I always thought ordinary families had it tough in the seventies, eighties and nineties; families were big and there wasn’t much money around, Cork city was dilapidated, unemployment caused difficulties for many and if you were lucky enough to land paid employment there was no MeToo outrage to help you deal with the creeps at work.
But, it seems, the 2020s are hell on earth for young girls, given this new research by Dove into how they view themselves. The findings show that most girls between 10 and 17 don’t feel good about how they look and experience negative body image issues. The research revealed that digital distortion on social media plays a large part in this and that it’s having a direct impact on their confidence and body image.
I’ve no doubt that if I had spent much of my childhood and teenage years on a screen I’d have had similar worries. By age 12 these days, about 40% of young girls have used a photo editing app to change how they look. Nearly 80% of girls between 10 and 17 years spend more than an hour a day on social media. They compare themselves with others on social media and seek validation from others via likes and comments - always a bad idea, because the world is chock-a-block with people who love having the power to make you feel bad. What a feeding ground for all emotional vampires who thrive on our daughters’ sense of inferiority about how they look.
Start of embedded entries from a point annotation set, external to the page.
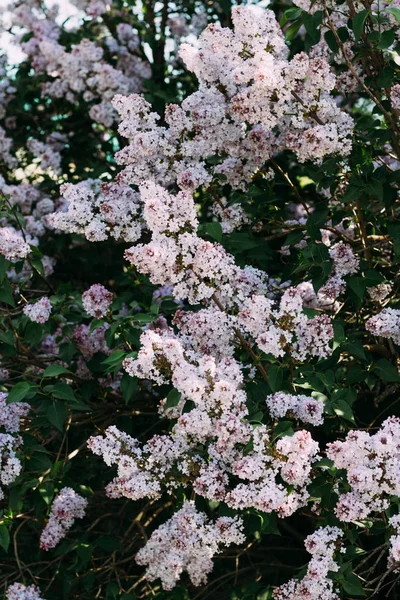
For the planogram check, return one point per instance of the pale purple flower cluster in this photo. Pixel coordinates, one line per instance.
(187, 542)
(11, 414)
(66, 507)
(385, 324)
(286, 329)
(379, 292)
(245, 94)
(89, 343)
(315, 585)
(305, 408)
(98, 211)
(372, 463)
(19, 591)
(394, 551)
(10, 465)
(12, 244)
(40, 311)
(97, 300)
(82, 70)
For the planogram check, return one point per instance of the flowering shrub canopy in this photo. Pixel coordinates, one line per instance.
(199, 307)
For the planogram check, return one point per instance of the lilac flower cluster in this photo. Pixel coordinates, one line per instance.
(97, 300)
(40, 311)
(187, 542)
(66, 507)
(372, 464)
(315, 585)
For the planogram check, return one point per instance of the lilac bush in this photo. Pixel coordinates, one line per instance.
(199, 308)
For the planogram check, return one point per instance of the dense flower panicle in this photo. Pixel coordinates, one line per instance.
(11, 414)
(40, 311)
(19, 591)
(344, 260)
(394, 550)
(305, 408)
(97, 300)
(246, 91)
(187, 542)
(98, 211)
(89, 343)
(385, 324)
(10, 465)
(66, 507)
(12, 244)
(287, 329)
(372, 463)
(315, 585)
(379, 292)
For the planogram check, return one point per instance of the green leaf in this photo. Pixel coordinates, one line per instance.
(358, 23)
(395, 12)
(4, 537)
(128, 386)
(54, 371)
(33, 333)
(358, 285)
(353, 586)
(342, 409)
(63, 391)
(214, 230)
(56, 413)
(172, 399)
(19, 392)
(386, 371)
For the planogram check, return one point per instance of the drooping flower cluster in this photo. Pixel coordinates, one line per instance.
(19, 591)
(187, 542)
(98, 211)
(372, 463)
(287, 328)
(247, 90)
(81, 71)
(10, 465)
(66, 507)
(385, 324)
(305, 408)
(11, 414)
(97, 300)
(394, 551)
(12, 244)
(315, 585)
(39, 312)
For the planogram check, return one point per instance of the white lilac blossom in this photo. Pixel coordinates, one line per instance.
(97, 300)
(82, 71)
(344, 260)
(305, 408)
(372, 463)
(263, 90)
(11, 414)
(394, 550)
(98, 211)
(379, 292)
(19, 591)
(40, 311)
(315, 585)
(66, 507)
(89, 343)
(385, 324)
(10, 465)
(287, 328)
(12, 244)
(187, 542)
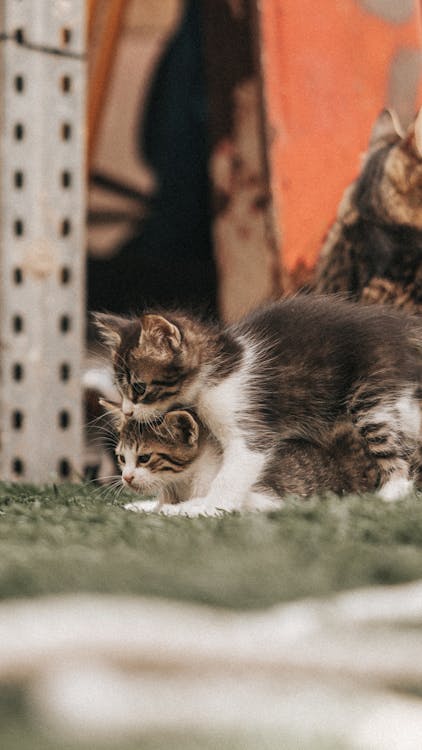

But yet, what do parents do? They buy girls ever-smarter phones at an ever earlier age, they often don’t supervise them, and often either don’t know or don’t care what they’re doing online. So shoot me but it’s time to fight back - and this fight has to be fought by parents and by the State itself in terms of both regulating the use of tech devices by children and establishing an effective complaints system. Please let’s not offload this responsibility on the usual easy scapegoats; school-teachers and the HSE.
Meanwhile, think about this. If you, as a parent, allow your young child to spend unsupervised time online while you yourself spend much of your free time on social media looking at images of yourself and others, posting images and commenting about the way people look, what do you think your daughter will perceive to be important?
Dove has launched its Self-Esteem Project designed to help give children the tools they need to grow up enjoying a positive relationship with the way they look. They have workshops, online articles, digital games and more, all aimed at increasing children’s self esteem and help them navigate social media in a healthier way. Education is a lot. Real information is important. But role modelling is crucial too. There’s no point trying to talk an image-obsessed teenager into spending less time on social media, if you’ve spent their childhoods on your own phone posting pictures of yourself and them on social media.
Fifteen years after the iconic ‘Evolution’ film which addressed the manipulation of images in advertising, Dove is again tackling the issue of digital distortion with a film called the ‘Reverse Selfie’ which reveals the extent to which young girls are distorting their appearance for social media.
Personally I’m not a great believer in corporates trying to selflessly help anyone but the Dove Self-Esteem Project genuinely seems to be trying. They’re offering a free programme of resources for everyone – just check out the online learning hub at https://www.dove.com/uk/dove-self-esteem-project.html.
Might be worth a shot, guys. And in the meantime start watching how much time your daughter spends online and what she’s doing there.